Python Skills & Projects

Cluster analysis of keywords

What I did:

Keyword Cluster Analysis for SEO

A bit of marketing background:

At right is the output of a cluster analysis on a series of keywords (marketer jargon for the search terms you type into Google), pulled from Google Search Console (a hub for webmasters to check on the SEO health of their websites), which will cluster keywords based on impressions (number of people who see the search result) and click-through rate (ratio of clicks to impressions).

High impressions, by itself, doesn't mean anything: it could just be the sort of query that a ton of people search for on a regular basis (we SEOs call this "high search volume"). High click-through rate (or CTR) also doesn't mean anything by itself: it could be a branded term, like the copyrighted name of your business or product. But certain combinations of impressions and CTR can tell you valuable information. In particular, it can tell you if your metadata need to be optimized.

Web developers will know all about this part. When you search for something, what you see on the results page are two specific pieces of metadata: the meta title and meta description. The fact that this is what searchers are going to see means that creating compelling meta titles and descriptions is pretty much the single best way to improve your CTR. But, for a webmaster of a huge site with hundreds or thousands of pages, how to prioritize?

That question inspired this project. I wanted to give businesses running large websites a way to prioritize which metadata they need to optimize, according to the combination of impressions and CTR.

The priority order always goes like this. Keywords with high impressions and low CTR are the highest priority, because fixing the metadata on these pages has the highest potential for returns. If a lot of people are seeing your result - and given how people search for things, that means you're on page 1 of Google, maybe page 2 at most - but they're not clicking, then, all other things being equal, your metadata is probably suboptimal.
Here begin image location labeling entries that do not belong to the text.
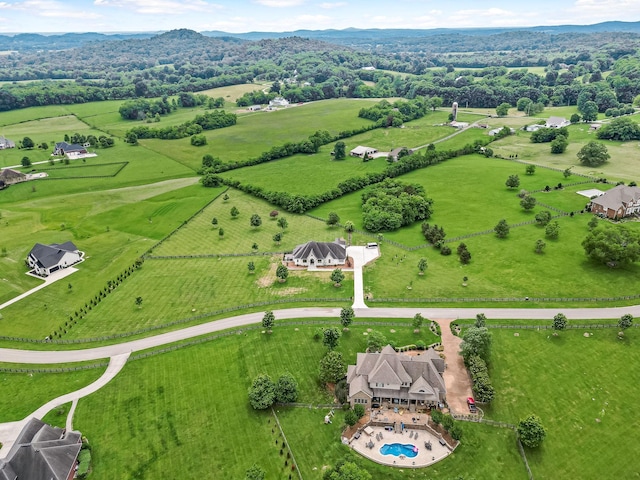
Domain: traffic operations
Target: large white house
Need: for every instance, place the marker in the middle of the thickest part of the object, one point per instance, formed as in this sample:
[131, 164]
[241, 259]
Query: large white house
[319, 254]
[46, 259]
[389, 377]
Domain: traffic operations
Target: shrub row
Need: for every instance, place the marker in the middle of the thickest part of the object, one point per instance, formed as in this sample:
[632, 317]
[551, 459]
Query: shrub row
[482, 387]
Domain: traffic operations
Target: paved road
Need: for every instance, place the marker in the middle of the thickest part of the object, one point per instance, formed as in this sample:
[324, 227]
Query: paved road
[49, 357]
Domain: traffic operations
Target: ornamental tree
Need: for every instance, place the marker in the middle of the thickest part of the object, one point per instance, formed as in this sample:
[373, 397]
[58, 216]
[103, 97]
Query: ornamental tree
[262, 392]
[531, 431]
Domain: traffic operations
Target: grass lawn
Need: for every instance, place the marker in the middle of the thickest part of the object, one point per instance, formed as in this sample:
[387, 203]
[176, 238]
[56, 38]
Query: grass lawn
[29, 391]
[158, 413]
[585, 406]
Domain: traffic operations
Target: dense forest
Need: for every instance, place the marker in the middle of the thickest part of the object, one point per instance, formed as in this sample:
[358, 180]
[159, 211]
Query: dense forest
[600, 67]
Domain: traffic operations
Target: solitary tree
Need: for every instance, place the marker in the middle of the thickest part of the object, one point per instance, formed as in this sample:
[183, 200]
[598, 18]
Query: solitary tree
[282, 272]
[422, 266]
[349, 228]
[418, 320]
[625, 321]
[332, 367]
[286, 389]
[531, 431]
[282, 223]
[593, 154]
[503, 109]
[528, 202]
[339, 150]
[543, 217]
[333, 219]
[254, 473]
[552, 230]
[337, 277]
[331, 337]
[559, 322]
[268, 320]
[255, 220]
[262, 392]
[346, 316]
[476, 341]
[513, 181]
[502, 229]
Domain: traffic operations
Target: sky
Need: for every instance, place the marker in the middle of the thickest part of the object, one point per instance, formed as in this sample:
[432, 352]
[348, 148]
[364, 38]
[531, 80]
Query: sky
[238, 16]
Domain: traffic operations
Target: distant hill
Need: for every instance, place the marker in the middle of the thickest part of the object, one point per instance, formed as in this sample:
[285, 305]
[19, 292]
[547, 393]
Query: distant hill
[355, 34]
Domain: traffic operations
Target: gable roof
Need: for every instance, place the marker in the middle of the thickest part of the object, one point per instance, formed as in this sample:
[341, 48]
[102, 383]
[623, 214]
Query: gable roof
[49, 255]
[41, 452]
[617, 197]
[320, 250]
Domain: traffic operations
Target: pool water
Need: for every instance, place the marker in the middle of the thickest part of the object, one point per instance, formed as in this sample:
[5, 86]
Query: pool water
[398, 449]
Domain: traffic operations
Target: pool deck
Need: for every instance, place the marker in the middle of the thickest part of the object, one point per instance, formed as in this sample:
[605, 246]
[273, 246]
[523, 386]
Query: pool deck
[423, 459]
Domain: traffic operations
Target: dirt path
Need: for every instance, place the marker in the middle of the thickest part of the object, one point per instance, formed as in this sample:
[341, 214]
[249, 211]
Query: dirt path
[456, 377]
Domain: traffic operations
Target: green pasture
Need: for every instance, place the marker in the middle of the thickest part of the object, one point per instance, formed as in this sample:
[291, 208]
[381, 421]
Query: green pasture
[112, 227]
[259, 132]
[201, 237]
[183, 288]
[584, 403]
[24, 393]
[194, 400]
[621, 166]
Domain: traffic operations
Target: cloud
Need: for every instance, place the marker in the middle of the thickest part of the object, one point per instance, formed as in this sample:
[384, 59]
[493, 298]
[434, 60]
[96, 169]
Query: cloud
[160, 7]
[279, 3]
[51, 9]
[328, 5]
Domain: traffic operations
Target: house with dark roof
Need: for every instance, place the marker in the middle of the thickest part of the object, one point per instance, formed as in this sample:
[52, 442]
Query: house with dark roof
[621, 201]
[64, 148]
[46, 259]
[412, 381]
[10, 176]
[6, 143]
[319, 254]
[42, 452]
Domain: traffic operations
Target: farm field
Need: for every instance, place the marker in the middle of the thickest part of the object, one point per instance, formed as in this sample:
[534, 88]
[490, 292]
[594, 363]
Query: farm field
[585, 405]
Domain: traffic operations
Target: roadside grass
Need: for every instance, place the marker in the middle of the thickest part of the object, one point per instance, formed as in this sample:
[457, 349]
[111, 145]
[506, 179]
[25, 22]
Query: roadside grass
[179, 289]
[621, 166]
[259, 132]
[103, 225]
[201, 237]
[154, 417]
[585, 406]
[29, 391]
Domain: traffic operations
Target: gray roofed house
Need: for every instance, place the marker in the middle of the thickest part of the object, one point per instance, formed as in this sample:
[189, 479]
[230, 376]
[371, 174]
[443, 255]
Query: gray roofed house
[64, 148]
[46, 259]
[413, 381]
[10, 176]
[6, 143]
[319, 254]
[42, 452]
[620, 201]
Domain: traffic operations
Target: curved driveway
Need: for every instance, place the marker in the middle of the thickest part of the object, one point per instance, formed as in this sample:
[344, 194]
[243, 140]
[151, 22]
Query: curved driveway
[44, 357]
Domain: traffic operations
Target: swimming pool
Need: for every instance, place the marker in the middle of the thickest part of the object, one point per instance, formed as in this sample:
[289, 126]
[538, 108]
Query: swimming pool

Next priority is keywords with lower impressions but still low CTR. These may be lower-volume search terms, but you could still do with improving your CTR - it's just not as drastic an improvement as it was with the higher- impression keywords. Or, maybe they're not low-volume terms, you're just ranking on page 2 or further, where less than 1% of people bother to go. In that case, that could tell you that you need to do other optimizations for that page to make it rank higher, then rerun the analysis later.

Finally, you get anything that already has a high CTR. If it's got low impressions, you could do with finding out why, but this is definitely outside the scope of this project. So, all in all, for the analysis above, the priority of the clusters is blue-green, green, blue, black, yellow.

How this project works:

This project uses various Python data science libraries - namely, NumPy, Pandas, MatPlotLib, and SciKitLearn - to effectively cluster impression and CTR data and present them in a visual format which - for someone with a marketing background - provides actionable insights.

It begins by taking a CSV file which has been downloaded from Google Search Console and preprocessed. The data is initially plotted, then relevant columns are selected and the data is standardized. Clustering is done using k-means and the elbow method is used to decide on a number of clusters, which is manually inputted by the programmer (until I build a UI for this, at least). If the number of clusters seems inappropriate, this section of code can be rerun with different cluster numbers until the clustering is satisfactory. (The elbow method does help with this decision, but we all know this type of elbow can have more than one hook.) Finally, the points are plotted and color-coded according to one of MatPlotLib's default color schemes.

How I did it:

Python was my very first programming language, which meant for a long time I did very little with it. Until recently, the only thing I'd ever done was build the ubiquitous "choose your own adventure" game.

However, recently I picked Python back up in order to do data science and machine learning with it. I learned with the Complete Data Science Bootcamp, which is an excellent overall introduction to Python, statistics, data science, machine learning, AI, deep learning, and neural networks, plus everything I've heard called an 'important machine learning library', including TensorFlow.